We now meet a fourth important character, the Englishman. The Englishman spent a decade at a university trying to find the one true language of the universe. Before traveling to northern Africa, he studied Esperanto, an international language, then religions of the world, and finally alchemy. To the Englishman’s dismay, however, the alchemists he has met won’t teach him what he wants to know — perhaps, he conjectures, because they don’t know it themselves. Surrounded by thick books, he awaits the departure of a caravan for Egypt. He hopes to travel through the Sahara desert to the Al-Fayoum oasis on the way there, reportedly the home of a two-hundred-year-old alchemist who can turn any metal into gold.
After meeting the Englishman, Santiago removes Urim and Thummim from his pocket and is surprised when the Englishman shouts their names. The Englishman tells Santiago that the stones aren’t valuable, then removes two identical stones from his own pocket. Santiago tells him that the stones came from a king, a fact which the Englishman is not surprised to learn. “It was shepherds who were the first to recognize a king that the rest of the world refused to acknowledge,” he says.
The Englishman tells Santiago that Urim and Thummim were “the only form of divination permitted by God. The priests carried them in a golden breastplate.” He speculates that this may be an omen, telling Santiago that everything in life is an omen. The Englishman also tells Santiago that he is in search of a universal language.
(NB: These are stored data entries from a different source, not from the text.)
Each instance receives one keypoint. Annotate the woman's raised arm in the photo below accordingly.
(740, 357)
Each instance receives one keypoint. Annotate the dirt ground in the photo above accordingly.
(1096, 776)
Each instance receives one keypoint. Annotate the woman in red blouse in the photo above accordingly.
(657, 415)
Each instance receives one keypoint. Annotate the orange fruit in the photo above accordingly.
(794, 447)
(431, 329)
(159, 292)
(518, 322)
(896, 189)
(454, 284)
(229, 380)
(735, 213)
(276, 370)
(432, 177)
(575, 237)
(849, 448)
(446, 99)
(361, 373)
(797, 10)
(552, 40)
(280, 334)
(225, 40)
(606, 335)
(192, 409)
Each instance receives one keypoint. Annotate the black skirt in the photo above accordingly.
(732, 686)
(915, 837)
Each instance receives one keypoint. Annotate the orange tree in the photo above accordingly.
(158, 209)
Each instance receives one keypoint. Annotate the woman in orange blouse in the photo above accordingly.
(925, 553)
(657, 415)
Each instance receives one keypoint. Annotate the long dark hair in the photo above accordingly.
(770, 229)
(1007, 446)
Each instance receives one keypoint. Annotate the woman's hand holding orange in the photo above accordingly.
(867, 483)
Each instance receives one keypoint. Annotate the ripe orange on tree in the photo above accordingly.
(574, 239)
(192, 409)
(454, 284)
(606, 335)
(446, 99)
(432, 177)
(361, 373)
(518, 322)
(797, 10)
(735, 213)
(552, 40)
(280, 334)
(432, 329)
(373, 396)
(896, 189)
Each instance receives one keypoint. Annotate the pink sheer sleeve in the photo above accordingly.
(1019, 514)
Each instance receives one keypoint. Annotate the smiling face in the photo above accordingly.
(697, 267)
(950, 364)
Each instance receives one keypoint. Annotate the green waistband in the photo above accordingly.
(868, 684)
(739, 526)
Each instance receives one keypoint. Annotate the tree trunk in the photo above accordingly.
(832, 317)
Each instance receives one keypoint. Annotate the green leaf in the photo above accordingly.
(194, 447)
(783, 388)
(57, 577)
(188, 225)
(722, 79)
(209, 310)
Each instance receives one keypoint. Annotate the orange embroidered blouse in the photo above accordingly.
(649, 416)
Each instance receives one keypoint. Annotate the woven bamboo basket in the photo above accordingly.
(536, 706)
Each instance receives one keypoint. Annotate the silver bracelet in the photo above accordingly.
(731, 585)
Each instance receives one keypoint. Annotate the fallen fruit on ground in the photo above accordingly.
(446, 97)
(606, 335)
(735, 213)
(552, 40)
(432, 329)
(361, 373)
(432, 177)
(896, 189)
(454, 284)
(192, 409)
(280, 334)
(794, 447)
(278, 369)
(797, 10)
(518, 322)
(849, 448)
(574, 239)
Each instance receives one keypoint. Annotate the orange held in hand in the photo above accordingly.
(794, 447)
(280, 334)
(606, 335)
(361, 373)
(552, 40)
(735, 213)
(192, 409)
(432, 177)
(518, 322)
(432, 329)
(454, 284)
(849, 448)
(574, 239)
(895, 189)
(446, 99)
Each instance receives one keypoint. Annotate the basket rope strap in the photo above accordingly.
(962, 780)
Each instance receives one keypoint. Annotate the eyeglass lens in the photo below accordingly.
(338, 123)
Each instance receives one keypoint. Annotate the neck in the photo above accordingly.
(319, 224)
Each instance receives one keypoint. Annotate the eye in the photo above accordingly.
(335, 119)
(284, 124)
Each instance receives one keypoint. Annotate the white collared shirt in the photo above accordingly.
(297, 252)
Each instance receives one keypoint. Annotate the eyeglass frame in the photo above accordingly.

Like Santiago, the Englishman too believes in omens. He is also on a quest, for “the one true language of the universe.” Although the relationships are unclear at this point in the book, this language is synonymous with the “secret of the Master Work,” and includes something called the Philosopher’s Stone, which is related somehow to the Elixir of Life. Perhaps the author’s point is that the Englishman has not reached his goal because he has not focused it sufficiently. He cannot fulfill his Personal Legend because it is too vague and jumbled.
Prior to this episode in the novel, it has been difficult to place The Alchemist in time. Does the story take place fifty years ago, or five hundred? This vagueness with respect to setting is intentional on Coelho’s part, as it lends his book a mythic, timeless tone. When the Englishman mentions having studied Esperanto, however, the reader can deduce that The Alchemist is set sometime during the last century and a half, since Esperanto was introduced by the linguist L. L. Zamenhof in 1887.
When the Englishman speaks of shepherds who recognized a king, he means the “king of kings,” Jesus Christ. According to the New Testament, Mary gave birth to Jesus in a stable, where shepherds who had been attracted by a star that shone directly overhead discovered the Son of God.
The Englishman introduces another function of omens in The Alchemist. He tells Santiago (whom he first mistakes for an Arab) that omens are not just for following on the way to achieving one’s Personal Legend. They also can help a person understand the language of the universe. As described by the Englishman, the language of the universe is a kind of lost knowledge — information that everyone in the world used to know, without having to read books. This knowledge has somehow vanished, but the Englishman plans on recovering it with the help of an alchemist.